The Tata center offers some free or cheap rooms around the city to poor outpatients, and more are being added, but numbers are difficult to manage as Indian cancer cases increase.

"There will always be more people," said hospital spokesman S.H. Jafri. "Many NGOs give them food and things on the footpath, so because of that they tend to stay there."

The pavements have offered such patients and their families a temporary home for years, but there are signs that local residents are growing impatient over their sick neighbors.

At the nearby police station, Senior Inspector Sunil Tondwalkar said he had written to Mumbai's municipal authorities asking them to move the sick street-dwellers to more suitable lodgings.

Locals have complained they are blocking the pathways, and that "they're eating and going to the toilet on the footpath and the streets.
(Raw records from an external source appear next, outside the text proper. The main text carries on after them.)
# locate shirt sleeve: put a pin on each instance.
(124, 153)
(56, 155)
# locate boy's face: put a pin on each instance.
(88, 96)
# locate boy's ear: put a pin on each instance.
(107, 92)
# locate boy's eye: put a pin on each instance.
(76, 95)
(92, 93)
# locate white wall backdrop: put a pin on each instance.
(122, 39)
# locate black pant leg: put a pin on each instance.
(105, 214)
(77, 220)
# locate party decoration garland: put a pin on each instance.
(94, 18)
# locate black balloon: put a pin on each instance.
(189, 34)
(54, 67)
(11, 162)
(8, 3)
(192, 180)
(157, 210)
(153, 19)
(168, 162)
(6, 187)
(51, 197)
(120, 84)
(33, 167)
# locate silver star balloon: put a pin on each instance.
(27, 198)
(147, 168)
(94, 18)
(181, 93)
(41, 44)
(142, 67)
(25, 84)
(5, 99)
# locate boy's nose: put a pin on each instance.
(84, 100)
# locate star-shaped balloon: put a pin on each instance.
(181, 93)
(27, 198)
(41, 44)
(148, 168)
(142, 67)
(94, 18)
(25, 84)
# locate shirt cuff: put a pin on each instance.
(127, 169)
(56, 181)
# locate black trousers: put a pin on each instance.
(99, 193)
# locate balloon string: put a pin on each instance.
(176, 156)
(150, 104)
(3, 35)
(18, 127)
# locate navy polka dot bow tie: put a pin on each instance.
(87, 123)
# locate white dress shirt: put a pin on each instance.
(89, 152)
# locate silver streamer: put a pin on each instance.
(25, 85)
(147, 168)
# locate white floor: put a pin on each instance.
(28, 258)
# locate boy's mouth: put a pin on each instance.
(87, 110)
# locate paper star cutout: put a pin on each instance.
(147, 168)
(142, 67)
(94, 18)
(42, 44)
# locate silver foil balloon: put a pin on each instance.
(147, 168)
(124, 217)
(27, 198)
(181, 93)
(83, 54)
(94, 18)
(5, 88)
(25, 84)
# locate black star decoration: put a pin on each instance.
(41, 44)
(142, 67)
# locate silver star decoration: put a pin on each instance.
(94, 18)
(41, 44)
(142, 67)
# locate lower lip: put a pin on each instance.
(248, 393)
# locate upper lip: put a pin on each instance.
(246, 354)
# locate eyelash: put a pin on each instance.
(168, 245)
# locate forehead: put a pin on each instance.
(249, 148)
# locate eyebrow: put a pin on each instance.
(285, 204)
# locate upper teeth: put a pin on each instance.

It's not hygienic," Tondwalkar said.

He also wants the streets cleared because he says hospitals can be a "soft target for terrorists", while "anti-social elements", such as thieves or beggars, can infiltrate the patients.

Despite their uncomfortable lodgings, the families for now have little alternative.

Few Indian hospitals offer the range of cancer care and cheap costs of the Tata center, where 60 percent of about 50,000 yearly patients are subsidized and 14 percent are treated for free, according to Jafri.

Those on the street said they were contributing to their medical costs, and had sold their land or livestock to help fund their treatment.

"People living on the streets are people who earn daily, eat daily, so they aren't people with long-term savings," said H.K. Savla, founder of the Jeevan Jyot Cancer Relief and Care Trust.

His charity feeds 600 patients and their families in Mumbai twice a day, and he said 150 to 200 people were usually camped outside the Tata hospital.

"They have to save whatever they have to manage their treatment," he explained. A hotel is an extra cost that could be more effectively spent.

Now a government-run center, the Tata hospital began life in 1941 as a philanthropic venture by the industrialist Tata family after a relative died of cancer, despite going to Britain for expensive treatment.

"They said, what about the poor patients in India? So they started this," said Jafri.

The need for such services is only set to grow in the huge nation, where more than half a million people died of cancer in 2010, according to a study published in The Lancet medical journal last year.

Pankaj Chaturvedi, a professor and a head and neck surgeon at the Tata hospital, said cancer is a rising blight as Indian society becomes more affluent.

While breast and cervical cancers are the most common among women, lung and mouth cancers are the biggest killers for men owing to the widespread use of tobacco — especially chewing tobacco — across the country.

"Increasing tobacco and alcohol use, unsafe food and lack of exercise — these are the four factors that lead to an increase in non-communicable diseases of which cancer is a top one," he said.

On top of these factors, improvements in medical science mean people are living longer, and "the longer you live, the higher the chance of cancer".

For some however, it still strikes early.

Ponmuth Rajaram Haridas, 22, has been camping outside the Tata center for four months with his parents while he is treated for blood cancer, having sold off all the sheep on their farm and taken out a loan.

On doctors' orders that he eats home-cooked food, his small and spritely mother makes him simple meals of rice, dahl and vegetables on a tiny stove in a corner of their makeshift tent.

Speaking through a surgical mask to keep out the germs, he said he hopes to return to their village in another couple of months after he finishes two more sessions of chemotherapy.

"I can't get to sleep here. The atmosphere is much better at home," he said.